The delayed release of its audited accounts for year ending December 2023 came with an admission by the company – one that was highlighted by its auditor Baker Tilly – that its deficits and cash position may cast doubt on its ability to continue as a going concern unless it reduced costs and increased revenue.

On Friday, the company’s first quarter results were posted on the stock market results, showing a steep drop in revenue from $112 million in March 2023 to $30 million in the current period, signalling a bad start to the current year. The $11 million in administrative cost savings in the period did little to cover the shortfall.

Still, in an interview with the Financial Gleaner just as the latest numbers were being released, EduFocal CEO Gordon Swaby projected confidence, saying the company may make a profit by the end of the current financial year ending December, if it is successful in onboarding a new software on a smartphone with the promise to revolutionize how tests are marked.

“We spent a lot of time and significant effort building out technologies that do not require significant human resources, that have high margins and have no receivables attached to them,” Swaby said on Thursday.

The software, called Amigo, facilitates the marking of school assessment items using a cell phone, completing in minutes a task that could take days, according to Swaby.

“We piloted it at St Andrew Preparatory recently. A task that would take a teacher three to four days took them five minutes. We were able to mark 156 papers in five minutes using the software,” Swaby said.

Amigo, which took 20 months to develop at a cost of $40 million, would improve productivity in the classroom, he added.

EduFocal is targeting 100 customers at the primary, secondary and tertiary education levels for yearly contracts at a cost of $20,000 per month by the end of September.

The company reported a loss of just over $79 million for the financial year ended December 2023 following an even heavier loss of $179 million the previous year.

Amid it all its deficits grew to $248 million at the company level and $255 million at the group level, while its working capital was in deficit of around $56 million.

The losses, EduFocal said, were mainly due to bad debt write off of $65.7 million and an impairment amounting to $38.4 million.

The precariousness of EduFocal’s position was manifested in its cash holdings, which amounted to less then $160,000.

One positive for the company was that its revenue improved from $187 million to $264 million, last year.

However, the March quarter did not maintain the trajectory, with revenue falling 73 cent.

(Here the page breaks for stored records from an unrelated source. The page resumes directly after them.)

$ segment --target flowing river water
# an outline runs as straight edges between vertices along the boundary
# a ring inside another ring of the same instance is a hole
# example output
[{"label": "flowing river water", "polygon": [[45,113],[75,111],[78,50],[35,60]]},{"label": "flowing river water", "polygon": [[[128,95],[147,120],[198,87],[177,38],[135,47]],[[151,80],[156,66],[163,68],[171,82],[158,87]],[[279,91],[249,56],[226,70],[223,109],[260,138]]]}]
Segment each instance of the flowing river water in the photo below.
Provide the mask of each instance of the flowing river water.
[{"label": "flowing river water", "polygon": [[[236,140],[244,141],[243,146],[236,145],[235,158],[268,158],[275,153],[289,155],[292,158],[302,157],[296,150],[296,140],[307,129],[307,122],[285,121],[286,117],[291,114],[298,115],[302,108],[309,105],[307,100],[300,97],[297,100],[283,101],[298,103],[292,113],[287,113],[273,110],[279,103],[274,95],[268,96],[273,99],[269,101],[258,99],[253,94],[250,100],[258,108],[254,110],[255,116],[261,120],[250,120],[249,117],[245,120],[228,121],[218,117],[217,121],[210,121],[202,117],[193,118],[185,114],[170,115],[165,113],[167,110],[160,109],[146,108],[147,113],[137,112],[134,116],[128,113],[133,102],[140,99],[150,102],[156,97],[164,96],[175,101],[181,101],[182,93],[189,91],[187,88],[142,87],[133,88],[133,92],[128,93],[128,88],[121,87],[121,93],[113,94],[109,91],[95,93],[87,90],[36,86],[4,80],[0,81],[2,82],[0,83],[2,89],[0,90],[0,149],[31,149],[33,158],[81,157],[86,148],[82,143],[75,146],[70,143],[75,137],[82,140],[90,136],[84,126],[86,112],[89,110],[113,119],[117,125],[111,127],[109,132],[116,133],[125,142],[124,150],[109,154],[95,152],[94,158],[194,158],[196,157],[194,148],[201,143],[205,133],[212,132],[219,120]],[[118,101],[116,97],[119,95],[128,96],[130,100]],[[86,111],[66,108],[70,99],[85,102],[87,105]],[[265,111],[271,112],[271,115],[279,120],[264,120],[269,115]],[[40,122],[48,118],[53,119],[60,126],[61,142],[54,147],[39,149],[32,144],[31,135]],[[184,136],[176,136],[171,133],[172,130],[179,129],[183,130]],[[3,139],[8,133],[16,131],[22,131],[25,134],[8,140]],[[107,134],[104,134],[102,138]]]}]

Earnings in the quarter also spun from a profit of $42 million to a loss of $25 million. Its accumulated deficit worsened to $280 million, working capital descended deeper into red with a deficit of $89 million and its cash also slipped into deficit, due to a $17-million bank overdraft.

Still, the company is banking on its new investments for a reboot.

“This change is part of our strategic shift towards more predictable recurring revenue streams. The team has been focusing on developing Amigo, a new initiative designed to produce significant recurring revenues based on the proposed business model,”, the company said.

Swaby also said staff cuts would save the company about $8 million per month.

“We had to make some tough decisions of the last few months, such as cutting our headcount by about 40 people made up of permanent staff and contractors,” leaving a complement of about 23 persons,” said the edtech entrepreneur.

The company still plans to approach its shareholders, via the market, for fresh capital to buttress the operation.

The renounceable rights issue previously approved last year will be pursued towards the end of 2024, Swaby said. It will allow stockholders to procure new shares in the company. Under a renounceable rights offer, the shares not taken up by existing owners may be offered to the general stock market investing public.

“We are looking to raise between $250 and $300 million to recapitalise the balance sheet and to give us the dry powder we need to execute on the plans we have,” he said.

Swaby is also looking to the company’s corporate learning division for further growth. This division focuses on creating e-courses for organizations and provides them with a proprietary learning management system.